Terza fase: le elezioni vere e proprie devono avvenire con il sistema proporzionale, che garantisce le minoranze e contribuisce a mantenere vivo il dialogo sociale e il controllo delle maggioranze. Qualora non dovesse verificarsi, senza premi di maggioranza e altre sofisticherie, una palese maggioranza di voti per un partito o una coalizione, l’unica possibilità concreta, per garantire la governabilità, è il doppio turno che imporrebbe ai due partiti con un numero maggiore di preferenze di andare al ballottaggio, come avviene in Francia e come avviene da noi per le elezioni del Sindaco, nei comuni con una popolazione superiore ai 10.000 abitanti.
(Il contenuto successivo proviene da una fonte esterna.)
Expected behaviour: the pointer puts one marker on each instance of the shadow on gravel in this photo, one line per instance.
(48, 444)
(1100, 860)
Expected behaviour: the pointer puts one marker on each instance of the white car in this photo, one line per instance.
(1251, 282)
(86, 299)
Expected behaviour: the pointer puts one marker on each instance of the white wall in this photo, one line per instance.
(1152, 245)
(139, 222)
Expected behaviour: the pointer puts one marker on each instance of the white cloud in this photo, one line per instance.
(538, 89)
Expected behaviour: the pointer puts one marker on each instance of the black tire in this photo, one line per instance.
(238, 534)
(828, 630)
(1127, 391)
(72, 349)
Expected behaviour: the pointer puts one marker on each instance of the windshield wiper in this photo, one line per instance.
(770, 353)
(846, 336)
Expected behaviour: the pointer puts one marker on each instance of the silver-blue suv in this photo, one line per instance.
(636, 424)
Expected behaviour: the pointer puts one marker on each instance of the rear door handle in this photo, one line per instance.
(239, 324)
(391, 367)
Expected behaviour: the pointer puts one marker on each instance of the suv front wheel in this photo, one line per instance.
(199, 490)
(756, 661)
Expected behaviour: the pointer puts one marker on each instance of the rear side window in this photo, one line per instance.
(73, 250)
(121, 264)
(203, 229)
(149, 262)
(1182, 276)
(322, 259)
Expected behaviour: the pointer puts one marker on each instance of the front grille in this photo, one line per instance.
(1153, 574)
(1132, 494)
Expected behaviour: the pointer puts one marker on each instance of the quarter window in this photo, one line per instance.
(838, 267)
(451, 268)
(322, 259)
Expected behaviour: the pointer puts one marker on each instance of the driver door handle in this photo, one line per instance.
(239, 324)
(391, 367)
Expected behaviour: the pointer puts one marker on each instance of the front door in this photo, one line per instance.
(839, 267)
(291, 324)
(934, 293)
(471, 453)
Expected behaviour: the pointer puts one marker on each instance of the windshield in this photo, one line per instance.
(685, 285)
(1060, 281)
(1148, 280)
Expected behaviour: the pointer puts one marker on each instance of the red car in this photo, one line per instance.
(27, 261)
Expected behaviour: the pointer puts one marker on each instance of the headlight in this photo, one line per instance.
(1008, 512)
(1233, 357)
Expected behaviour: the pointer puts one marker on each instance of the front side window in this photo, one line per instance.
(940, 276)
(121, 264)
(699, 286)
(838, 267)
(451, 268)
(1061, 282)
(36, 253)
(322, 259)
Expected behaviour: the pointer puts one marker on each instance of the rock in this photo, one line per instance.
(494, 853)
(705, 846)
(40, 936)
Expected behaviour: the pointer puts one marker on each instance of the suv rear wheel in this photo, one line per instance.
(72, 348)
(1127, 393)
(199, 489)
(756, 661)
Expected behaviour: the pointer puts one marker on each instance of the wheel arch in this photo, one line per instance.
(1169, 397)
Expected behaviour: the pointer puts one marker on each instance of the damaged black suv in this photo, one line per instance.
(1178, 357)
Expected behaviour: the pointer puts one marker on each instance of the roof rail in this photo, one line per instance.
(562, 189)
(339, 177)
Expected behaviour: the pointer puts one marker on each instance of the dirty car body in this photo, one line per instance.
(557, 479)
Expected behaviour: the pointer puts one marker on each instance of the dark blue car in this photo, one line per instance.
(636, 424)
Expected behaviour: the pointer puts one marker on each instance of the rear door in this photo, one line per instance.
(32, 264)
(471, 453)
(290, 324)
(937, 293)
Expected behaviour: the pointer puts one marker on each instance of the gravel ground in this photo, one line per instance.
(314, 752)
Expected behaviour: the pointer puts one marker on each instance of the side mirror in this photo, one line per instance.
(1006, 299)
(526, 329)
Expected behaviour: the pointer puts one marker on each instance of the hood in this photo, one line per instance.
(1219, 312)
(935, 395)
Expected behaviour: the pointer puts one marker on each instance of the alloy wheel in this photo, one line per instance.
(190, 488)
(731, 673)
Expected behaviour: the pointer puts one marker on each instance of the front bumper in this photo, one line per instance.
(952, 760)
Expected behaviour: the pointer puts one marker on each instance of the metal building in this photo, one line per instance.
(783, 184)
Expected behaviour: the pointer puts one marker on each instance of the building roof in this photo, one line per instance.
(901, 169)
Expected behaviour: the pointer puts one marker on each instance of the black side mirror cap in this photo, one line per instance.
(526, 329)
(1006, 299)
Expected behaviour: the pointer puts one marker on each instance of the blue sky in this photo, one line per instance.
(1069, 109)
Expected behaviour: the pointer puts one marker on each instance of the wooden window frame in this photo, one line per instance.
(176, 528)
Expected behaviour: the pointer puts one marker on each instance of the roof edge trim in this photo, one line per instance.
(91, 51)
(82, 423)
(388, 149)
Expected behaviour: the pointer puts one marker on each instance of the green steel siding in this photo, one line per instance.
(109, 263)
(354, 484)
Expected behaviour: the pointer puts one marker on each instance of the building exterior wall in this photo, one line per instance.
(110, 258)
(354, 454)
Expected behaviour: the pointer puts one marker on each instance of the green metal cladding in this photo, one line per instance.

Naturalmente i seggi dovrebbero essere distribuiti al partito vincente e in “proporzione” fra tutti coloro che hanno avuto suffragi sufficienti (un due per cento) nel primo e nel secondo turno.

Quarta fase, a metà legislatura, con una sorte di referendum, da realizzarsi con sistemi informatici (rete Web) sottoporre l’azione del governo e di tutti i rappresentanti eletti, all’approvazione o meno degli elettori, per rafforzare ancor di più quel controllo e quel vincolo tra i rappresentanti e i cittadini.

Naturalmente la mia è solo una proposta e non vuol essere, sul cattivo esempio di tanti “strillozzi”, un nuovo vangelo della politica da imporre agli altri, ma bensì un contributo concreto e un invito per la discussione tra noi comuni cittadini.

La novità della mia proposta è quella che ogni decisione deve essere sempre condivisa e discussa tra cittadini informati e mai imposta dall’alto, dopo compromessi e spartizioni tra i vertici dei partiti.